The National Court forces the CNMV to raise the price of FCC’s takeover to Portland by 71%

  • The judge figures at 10.29 euros the fair price that should have been offered
  • Santander’s role in the valuation operation is questioned

The National Court has annulled the price set by FCC and approved by the National Securities Market Commission (CNMV) for the exclusion bid launched in 2016 by the construction company against Cementos Portland -6 euros-, considering it unfair, and urges the supervisor to recalculate it to 10.29 euros.

In December 2016, the CNMV authorized the delisting takeover of the Portland shares, operation presented in July 2016 and admitted for processing in August of that year; FCC then owned, directly and indirectly, 40,357,460 shares of Cementos Portland Valderrivas, representing 77.93% of its capital stock.

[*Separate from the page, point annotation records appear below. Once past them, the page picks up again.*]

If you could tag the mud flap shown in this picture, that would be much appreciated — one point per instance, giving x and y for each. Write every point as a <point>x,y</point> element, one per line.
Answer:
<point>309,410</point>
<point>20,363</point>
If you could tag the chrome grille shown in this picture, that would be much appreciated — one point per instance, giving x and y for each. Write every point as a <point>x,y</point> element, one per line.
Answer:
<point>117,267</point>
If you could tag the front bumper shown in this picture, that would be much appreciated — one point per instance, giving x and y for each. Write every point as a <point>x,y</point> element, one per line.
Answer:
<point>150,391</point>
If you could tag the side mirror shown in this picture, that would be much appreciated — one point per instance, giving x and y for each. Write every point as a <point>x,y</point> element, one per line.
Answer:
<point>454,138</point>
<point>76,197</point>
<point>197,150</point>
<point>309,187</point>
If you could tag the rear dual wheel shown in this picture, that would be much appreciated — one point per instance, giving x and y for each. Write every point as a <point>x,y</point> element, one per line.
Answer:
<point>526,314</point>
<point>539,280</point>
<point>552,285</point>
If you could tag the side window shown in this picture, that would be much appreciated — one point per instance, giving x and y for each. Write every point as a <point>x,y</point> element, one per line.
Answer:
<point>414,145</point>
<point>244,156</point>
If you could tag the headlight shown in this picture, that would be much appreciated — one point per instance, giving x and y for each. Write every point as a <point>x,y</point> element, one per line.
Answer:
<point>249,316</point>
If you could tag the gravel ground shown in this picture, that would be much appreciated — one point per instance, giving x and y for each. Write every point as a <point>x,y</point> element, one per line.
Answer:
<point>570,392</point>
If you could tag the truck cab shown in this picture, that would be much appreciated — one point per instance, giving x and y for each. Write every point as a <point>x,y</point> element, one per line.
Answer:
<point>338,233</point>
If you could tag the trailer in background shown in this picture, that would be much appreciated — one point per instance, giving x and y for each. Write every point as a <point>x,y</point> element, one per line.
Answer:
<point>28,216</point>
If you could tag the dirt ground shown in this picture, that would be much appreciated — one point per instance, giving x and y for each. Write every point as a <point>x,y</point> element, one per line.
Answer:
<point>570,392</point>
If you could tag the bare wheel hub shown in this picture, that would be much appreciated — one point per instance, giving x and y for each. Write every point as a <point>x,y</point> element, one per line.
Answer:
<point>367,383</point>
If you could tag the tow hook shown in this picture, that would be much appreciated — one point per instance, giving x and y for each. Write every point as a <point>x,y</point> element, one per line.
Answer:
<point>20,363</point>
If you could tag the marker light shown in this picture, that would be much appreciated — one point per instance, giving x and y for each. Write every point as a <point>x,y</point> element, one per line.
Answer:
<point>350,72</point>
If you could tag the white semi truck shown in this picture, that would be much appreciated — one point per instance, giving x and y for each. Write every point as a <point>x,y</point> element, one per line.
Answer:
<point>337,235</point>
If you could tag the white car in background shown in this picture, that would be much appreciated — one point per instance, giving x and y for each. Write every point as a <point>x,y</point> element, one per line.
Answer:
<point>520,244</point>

Soon after, some Minority shareholders They presented an appeal before the National High Court, which is the one now considered by the third section of the contentious-administrative chamber. The CNMV authorized the takeover bid under the terms offered by FCC, 6 euros per share, a price that the National Court, in sentence dated April 5, considers “that it is not equitable”.

In this case, it was Santander which in its valuation report determined the fair price of the takeover bid, between 4.95 and 5.50 euros per share, so the 6 euros set were fair.

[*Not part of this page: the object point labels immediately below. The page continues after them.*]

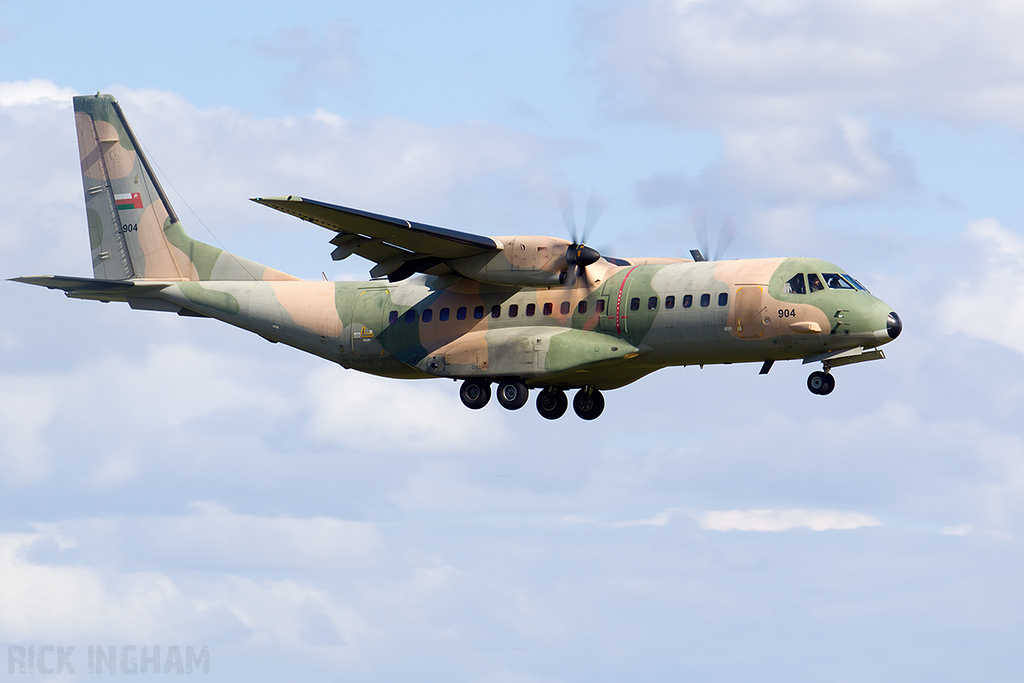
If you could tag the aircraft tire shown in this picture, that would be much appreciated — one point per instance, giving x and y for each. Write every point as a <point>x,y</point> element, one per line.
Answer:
<point>552,403</point>
<point>820,383</point>
<point>475,393</point>
<point>588,403</point>
<point>512,394</point>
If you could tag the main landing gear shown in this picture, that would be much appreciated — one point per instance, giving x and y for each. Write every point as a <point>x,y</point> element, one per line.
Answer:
<point>551,401</point>
<point>820,383</point>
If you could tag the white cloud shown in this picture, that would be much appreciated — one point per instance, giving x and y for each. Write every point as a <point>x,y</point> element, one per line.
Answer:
<point>745,61</point>
<point>69,601</point>
<point>19,93</point>
<point>212,537</point>
<point>371,414</point>
<point>984,297</point>
<point>782,520</point>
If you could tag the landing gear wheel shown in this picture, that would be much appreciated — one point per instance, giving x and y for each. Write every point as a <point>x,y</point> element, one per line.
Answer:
<point>512,394</point>
<point>820,383</point>
<point>475,393</point>
<point>552,403</point>
<point>588,402</point>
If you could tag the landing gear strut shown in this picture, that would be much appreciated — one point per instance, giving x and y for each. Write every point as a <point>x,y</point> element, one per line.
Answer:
<point>475,393</point>
<point>588,402</point>
<point>820,383</point>
<point>552,403</point>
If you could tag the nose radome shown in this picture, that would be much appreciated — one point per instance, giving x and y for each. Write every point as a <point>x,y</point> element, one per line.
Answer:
<point>894,326</point>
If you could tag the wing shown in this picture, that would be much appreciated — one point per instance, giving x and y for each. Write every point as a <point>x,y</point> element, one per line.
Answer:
<point>398,247</point>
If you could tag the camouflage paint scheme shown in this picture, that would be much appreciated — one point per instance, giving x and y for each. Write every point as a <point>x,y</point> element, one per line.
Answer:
<point>621,319</point>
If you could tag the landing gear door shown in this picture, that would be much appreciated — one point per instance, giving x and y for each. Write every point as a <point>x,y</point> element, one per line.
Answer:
<point>749,312</point>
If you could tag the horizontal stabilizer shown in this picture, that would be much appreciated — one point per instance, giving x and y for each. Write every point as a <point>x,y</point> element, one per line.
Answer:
<point>88,288</point>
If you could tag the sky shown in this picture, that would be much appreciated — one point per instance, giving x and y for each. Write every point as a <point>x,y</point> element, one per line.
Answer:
<point>177,483</point>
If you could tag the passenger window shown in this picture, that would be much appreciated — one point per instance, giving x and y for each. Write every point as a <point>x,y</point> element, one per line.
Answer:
<point>837,282</point>
<point>795,285</point>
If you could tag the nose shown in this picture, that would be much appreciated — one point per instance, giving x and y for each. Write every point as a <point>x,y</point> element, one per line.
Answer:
<point>894,326</point>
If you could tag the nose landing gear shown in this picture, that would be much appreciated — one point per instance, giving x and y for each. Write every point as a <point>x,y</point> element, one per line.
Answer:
<point>820,383</point>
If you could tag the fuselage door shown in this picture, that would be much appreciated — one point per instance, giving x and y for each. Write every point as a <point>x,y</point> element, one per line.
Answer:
<point>368,322</point>
<point>749,311</point>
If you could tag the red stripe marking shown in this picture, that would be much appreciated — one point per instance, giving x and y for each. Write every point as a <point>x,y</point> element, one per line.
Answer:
<point>619,303</point>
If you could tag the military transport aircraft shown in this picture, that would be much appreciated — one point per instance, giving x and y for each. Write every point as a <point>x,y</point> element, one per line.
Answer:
<point>522,311</point>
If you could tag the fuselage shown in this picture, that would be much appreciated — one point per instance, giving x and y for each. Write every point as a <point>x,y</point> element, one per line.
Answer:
<point>624,323</point>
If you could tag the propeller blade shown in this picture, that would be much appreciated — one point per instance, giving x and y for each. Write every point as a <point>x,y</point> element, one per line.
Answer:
<point>595,207</point>
<point>725,238</point>
<point>568,213</point>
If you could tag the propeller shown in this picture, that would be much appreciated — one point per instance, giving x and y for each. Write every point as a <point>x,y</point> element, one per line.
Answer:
<point>726,233</point>
<point>579,255</point>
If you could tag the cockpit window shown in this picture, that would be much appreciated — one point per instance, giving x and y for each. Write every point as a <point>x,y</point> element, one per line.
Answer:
<point>795,285</point>
<point>855,283</point>
<point>837,282</point>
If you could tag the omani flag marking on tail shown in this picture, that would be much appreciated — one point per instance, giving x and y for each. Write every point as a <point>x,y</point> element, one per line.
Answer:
<point>132,201</point>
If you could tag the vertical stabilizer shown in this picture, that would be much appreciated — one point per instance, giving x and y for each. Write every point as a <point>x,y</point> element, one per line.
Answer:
<point>133,231</point>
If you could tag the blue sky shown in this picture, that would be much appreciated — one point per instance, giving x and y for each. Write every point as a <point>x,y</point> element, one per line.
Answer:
<point>172,481</point>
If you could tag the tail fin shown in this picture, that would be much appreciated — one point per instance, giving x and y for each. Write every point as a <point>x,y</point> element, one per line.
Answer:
<point>133,230</point>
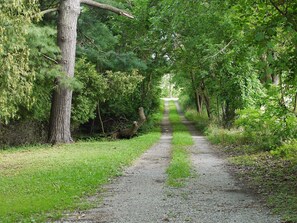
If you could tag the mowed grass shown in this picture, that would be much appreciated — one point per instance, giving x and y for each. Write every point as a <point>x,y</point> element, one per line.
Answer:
<point>37,184</point>
<point>180,166</point>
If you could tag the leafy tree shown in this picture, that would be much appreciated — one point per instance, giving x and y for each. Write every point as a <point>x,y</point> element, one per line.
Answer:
<point>15,75</point>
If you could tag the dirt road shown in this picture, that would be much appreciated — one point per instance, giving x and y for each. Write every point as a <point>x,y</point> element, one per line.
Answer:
<point>211,196</point>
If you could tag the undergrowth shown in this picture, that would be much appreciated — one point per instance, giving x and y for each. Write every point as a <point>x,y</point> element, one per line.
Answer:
<point>180,166</point>
<point>270,172</point>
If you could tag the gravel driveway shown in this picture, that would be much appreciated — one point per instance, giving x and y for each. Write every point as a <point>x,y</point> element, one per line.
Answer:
<point>212,195</point>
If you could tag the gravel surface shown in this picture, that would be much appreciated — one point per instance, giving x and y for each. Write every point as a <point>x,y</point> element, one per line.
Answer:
<point>138,196</point>
<point>212,195</point>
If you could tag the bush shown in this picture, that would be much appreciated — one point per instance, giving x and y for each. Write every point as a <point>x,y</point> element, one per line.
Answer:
<point>286,151</point>
<point>267,128</point>
<point>201,121</point>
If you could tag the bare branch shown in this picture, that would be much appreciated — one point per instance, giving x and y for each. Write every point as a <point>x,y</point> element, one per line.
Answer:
<point>48,11</point>
<point>221,51</point>
<point>49,58</point>
<point>277,8</point>
<point>107,7</point>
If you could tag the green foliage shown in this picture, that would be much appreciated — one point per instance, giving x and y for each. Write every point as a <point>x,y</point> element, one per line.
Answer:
<point>201,120</point>
<point>39,184</point>
<point>268,128</point>
<point>44,56</point>
<point>275,178</point>
<point>15,76</point>
<point>95,89</point>
<point>288,150</point>
<point>91,91</point>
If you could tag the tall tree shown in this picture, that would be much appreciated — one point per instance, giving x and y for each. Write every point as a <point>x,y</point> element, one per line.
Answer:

But the judges have estimated that “it is not justified why it was not required by the CNMV the use of the fair price valuation method using the notional book value, used other times and always considered appropriate by the CNMV ”.

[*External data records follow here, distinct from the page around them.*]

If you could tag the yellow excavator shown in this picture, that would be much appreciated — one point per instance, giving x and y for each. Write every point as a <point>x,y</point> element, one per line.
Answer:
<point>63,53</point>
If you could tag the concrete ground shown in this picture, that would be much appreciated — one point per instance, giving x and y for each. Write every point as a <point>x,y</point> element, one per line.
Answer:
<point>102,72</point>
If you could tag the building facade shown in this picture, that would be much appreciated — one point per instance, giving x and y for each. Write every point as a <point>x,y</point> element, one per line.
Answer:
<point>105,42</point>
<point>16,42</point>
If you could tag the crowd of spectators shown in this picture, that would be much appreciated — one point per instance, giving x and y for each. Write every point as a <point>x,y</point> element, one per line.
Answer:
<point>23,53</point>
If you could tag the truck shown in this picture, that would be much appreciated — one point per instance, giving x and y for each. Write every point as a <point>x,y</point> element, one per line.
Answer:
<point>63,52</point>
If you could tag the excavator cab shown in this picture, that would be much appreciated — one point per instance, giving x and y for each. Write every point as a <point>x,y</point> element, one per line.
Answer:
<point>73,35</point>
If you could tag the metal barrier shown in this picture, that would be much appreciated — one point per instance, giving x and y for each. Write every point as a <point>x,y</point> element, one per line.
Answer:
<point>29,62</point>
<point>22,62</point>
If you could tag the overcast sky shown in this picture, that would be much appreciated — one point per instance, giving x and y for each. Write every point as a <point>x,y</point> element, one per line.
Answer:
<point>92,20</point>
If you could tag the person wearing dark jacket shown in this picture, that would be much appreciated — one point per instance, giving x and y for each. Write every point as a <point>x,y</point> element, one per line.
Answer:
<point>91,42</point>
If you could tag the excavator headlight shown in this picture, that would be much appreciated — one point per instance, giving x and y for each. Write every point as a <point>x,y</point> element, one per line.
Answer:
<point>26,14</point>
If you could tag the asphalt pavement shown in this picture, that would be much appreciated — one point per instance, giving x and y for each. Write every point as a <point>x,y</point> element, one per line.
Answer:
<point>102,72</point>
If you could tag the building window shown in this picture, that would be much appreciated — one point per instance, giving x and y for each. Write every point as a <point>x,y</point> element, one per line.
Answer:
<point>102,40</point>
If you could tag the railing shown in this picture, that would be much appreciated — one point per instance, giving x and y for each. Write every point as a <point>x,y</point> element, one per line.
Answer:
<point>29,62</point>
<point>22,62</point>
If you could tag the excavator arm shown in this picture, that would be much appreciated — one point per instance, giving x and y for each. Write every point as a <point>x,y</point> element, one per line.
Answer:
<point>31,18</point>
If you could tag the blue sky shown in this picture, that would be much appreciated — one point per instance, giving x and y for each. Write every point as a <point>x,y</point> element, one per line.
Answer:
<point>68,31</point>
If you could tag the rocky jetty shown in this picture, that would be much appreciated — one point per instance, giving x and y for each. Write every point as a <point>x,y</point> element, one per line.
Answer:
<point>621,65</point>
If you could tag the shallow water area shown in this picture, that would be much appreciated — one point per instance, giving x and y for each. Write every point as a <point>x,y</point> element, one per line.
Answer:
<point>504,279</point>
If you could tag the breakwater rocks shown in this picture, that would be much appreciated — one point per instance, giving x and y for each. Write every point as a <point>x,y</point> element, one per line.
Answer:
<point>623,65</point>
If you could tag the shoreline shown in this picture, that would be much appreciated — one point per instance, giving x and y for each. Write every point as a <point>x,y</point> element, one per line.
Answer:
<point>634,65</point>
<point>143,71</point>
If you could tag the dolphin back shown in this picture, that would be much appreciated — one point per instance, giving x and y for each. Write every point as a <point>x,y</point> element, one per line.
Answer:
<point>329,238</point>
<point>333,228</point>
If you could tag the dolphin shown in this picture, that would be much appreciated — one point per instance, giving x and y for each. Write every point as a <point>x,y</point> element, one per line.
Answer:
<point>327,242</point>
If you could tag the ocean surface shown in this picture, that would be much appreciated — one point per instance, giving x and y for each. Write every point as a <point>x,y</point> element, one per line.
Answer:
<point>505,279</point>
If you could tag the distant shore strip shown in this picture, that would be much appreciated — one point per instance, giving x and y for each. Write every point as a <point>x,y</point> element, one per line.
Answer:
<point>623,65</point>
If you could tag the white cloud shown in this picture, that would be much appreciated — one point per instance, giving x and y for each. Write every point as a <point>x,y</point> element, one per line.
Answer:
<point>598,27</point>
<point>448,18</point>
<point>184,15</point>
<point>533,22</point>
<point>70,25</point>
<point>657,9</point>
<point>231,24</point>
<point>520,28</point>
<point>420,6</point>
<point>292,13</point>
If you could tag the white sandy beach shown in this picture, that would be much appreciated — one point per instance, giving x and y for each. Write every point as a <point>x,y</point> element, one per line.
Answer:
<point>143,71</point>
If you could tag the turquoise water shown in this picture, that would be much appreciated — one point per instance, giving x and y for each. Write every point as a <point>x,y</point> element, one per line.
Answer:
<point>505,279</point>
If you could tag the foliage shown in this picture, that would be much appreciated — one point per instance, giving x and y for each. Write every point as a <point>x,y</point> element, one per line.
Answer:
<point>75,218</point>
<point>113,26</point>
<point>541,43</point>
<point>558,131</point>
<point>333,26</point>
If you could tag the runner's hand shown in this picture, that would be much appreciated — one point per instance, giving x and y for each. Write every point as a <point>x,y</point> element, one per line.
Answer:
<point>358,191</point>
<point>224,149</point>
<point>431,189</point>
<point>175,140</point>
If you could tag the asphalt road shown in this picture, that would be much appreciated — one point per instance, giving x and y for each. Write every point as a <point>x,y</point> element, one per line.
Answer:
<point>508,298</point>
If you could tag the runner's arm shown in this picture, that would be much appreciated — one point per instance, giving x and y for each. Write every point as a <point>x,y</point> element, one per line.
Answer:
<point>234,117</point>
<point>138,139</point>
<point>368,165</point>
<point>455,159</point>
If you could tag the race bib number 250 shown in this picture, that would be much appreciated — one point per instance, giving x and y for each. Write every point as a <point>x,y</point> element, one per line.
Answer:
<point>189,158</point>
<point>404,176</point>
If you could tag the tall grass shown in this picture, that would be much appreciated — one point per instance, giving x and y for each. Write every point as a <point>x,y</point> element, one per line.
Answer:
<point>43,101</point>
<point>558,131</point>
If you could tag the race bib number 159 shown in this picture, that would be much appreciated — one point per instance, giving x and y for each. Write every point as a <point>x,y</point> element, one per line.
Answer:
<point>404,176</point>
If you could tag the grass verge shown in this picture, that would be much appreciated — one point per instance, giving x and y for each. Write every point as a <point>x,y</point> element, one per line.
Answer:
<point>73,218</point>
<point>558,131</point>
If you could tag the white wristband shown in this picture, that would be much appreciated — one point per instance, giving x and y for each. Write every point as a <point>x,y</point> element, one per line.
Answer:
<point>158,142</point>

The plaintiffs, for their part, did take into account the theoretical book value, which had been the used by the auditor in the annual accounts, and that was 10.29 euros.

Magistrates have detected a conflict of interest Santander being in charge of the valuation, since this entity was the global agent for FCC’s financing, guarantor of the takeover bid and intermediary and liquidator, so “it is reasonable” that it had a special interest in the period being the lowest possible.

Denying that conflict of interest by claiming the existence of different departments or divisions in the organization of the large entity and that they function autonomously, what is known as “Chinese walls”, the sentence continues, “is to deny the evidence.”

Even if the law does not prohibit the provision of services when there is a conflict of interest, “When that conflict exists and it is shown that the action carried out by the disputed and debatable service provider entity”, it is necessary to invalidate, “due to lack of objectivity and fairness”, the flawed action. And that is what the CNMV should have done at the time.